The Punjab Tourism Department are introducing a map which will facilitate tourists in locating tourist spots, hotels, restaurants, and ATMs, besides projecting shortest routes, names of streets etc in Amritsar.
Considering the 57 lakh tourists that visit the holy city of Amritsar every year by land and air who book flights to Amritsar, the Punjab Tourism Department on Thursday evening launched a geographic information system (GIS) map of Amritsar to facilitate their stay in the city.
The GIS mapping of the holy city was done by the Punjab Remote Sensing Centre, Ludhiana. It is based on high-resolution satellite data of tourist attractions and various amenities required by visitors who book flights to Amritsar during their stay in the city.
“The map will be available on the Tourism Department’s website and will facilitate devotees in locating tourist spots, hotels, restaurants, and ATMs, besides projecting shortest routes, names of streets, etc,” said Tourism Minister Sarwan Singh Phillaur after launching the map on Thursday evening.
“The initiative is part of the Infrastructure Development Investment Programme for Tourism (IDIPT), which is aided by the Asian Development Bank. It involves an investment of about $88.54 million and aims at boosting tourism in the state,” said Ms. Geetika Kalah, Principal Secretary, Tourism.
Ms. Kalah added that the GIS map has the name of every street in Amritsar. The department will also put up sign boards across the city so as to facilitate easy movement of the tourists and help them explore the city in a better way.
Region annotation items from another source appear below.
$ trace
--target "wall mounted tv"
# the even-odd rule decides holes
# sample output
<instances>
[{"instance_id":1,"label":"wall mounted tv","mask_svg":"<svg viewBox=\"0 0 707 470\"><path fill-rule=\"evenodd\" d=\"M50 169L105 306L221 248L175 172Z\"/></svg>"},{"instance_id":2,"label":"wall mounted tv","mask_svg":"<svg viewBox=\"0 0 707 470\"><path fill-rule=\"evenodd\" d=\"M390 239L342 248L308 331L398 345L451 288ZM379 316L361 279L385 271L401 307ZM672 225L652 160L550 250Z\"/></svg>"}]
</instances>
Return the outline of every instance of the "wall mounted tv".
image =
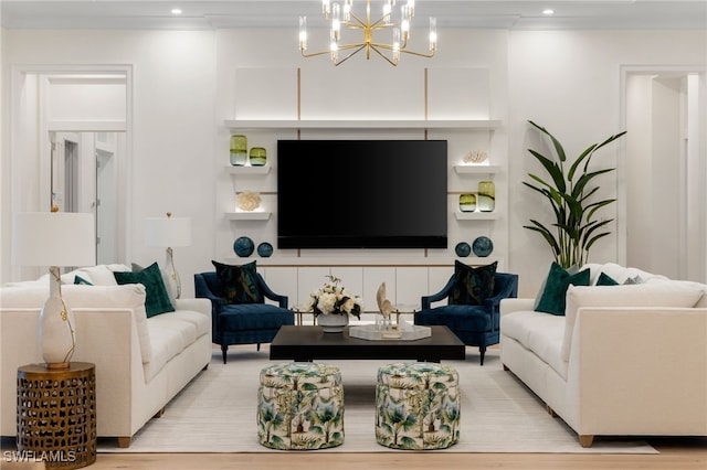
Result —
<instances>
[{"instance_id":1,"label":"wall mounted tv","mask_svg":"<svg viewBox=\"0 0 707 470\"><path fill-rule=\"evenodd\" d=\"M278 140L278 248L446 248L446 140Z\"/></svg>"}]
</instances>

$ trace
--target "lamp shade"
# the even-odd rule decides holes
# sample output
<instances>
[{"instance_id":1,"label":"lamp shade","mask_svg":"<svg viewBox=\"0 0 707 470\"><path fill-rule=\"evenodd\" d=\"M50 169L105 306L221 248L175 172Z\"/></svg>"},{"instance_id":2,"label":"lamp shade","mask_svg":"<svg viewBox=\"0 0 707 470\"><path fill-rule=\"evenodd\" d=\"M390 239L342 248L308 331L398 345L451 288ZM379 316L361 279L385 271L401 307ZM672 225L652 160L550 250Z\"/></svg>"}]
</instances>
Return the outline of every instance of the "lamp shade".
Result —
<instances>
[{"instance_id":1,"label":"lamp shade","mask_svg":"<svg viewBox=\"0 0 707 470\"><path fill-rule=\"evenodd\" d=\"M147 246L191 245L191 218L189 217L148 217L145 229Z\"/></svg>"},{"instance_id":2,"label":"lamp shade","mask_svg":"<svg viewBox=\"0 0 707 470\"><path fill-rule=\"evenodd\" d=\"M93 214L20 212L12 224L12 264L93 266L96 227Z\"/></svg>"}]
</instances>

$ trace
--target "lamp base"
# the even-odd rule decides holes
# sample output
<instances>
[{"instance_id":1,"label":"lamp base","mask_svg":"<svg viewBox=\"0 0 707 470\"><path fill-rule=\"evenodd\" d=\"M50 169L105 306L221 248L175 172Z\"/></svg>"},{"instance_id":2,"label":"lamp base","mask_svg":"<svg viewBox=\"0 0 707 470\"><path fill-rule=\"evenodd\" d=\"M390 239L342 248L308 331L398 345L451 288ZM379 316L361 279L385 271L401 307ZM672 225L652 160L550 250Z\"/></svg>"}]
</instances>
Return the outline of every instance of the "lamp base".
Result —
<instances>
[{"instance_id":1,"label":"lamp base","mask_svg":"<svg viewBox=\"0 0 707 470\"><path fill-rule=\"evenodd\" d=\"M179 279L179 273L175 268L175 256L172 248L167 248L167 256L165 259L165 268L162 269L162 279L165 279L165 287L171 299L179 299L181 297L181 280Z\"/></svg>"},{"instance_id":2,"label":"lamp base","mask_svg":"<svg viewBox=\"0 0 707 470\"><path fill-rule=\"evenodd\" d=\"M76 345L74 319L62 299L62 284L57 266L50 273L49 299L44 302L39 319L39 342L48 368L67 367Z\"/></svg>"},{"instance_id":3,"label":"lamp base","mask_svg":"<svg viewBox=\"0 0 707 470\"><path fill-rule=\"evenodd\" d=\"M44 363L44 367L49 368L50 371L68 368L71 367L71 362L46 362Z\"/></svg>"}]
</instances>

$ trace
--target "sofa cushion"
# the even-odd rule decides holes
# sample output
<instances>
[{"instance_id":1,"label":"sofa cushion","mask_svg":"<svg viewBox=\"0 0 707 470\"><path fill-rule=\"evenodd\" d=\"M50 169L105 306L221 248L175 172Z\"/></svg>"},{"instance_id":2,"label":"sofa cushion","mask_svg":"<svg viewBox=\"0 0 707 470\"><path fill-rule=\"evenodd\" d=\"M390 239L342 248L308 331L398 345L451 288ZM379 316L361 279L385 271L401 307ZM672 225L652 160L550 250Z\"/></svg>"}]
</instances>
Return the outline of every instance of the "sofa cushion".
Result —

“GIS has been used to create maps showing unique, customised information in a separate layer of the original map. It is spatial data displayed on a map. It will hold information on the location details (latitude and longitude) stored in a database. Tourists will automatically be guided to their destination using turn-by-turn GPS navigation,” Ms. Kalah added. Now when you book your flights to Amritsar, you will find that the sites of the holy city are made much more accessible by the new geographic information system (GIS), which has digitally mapped the streets.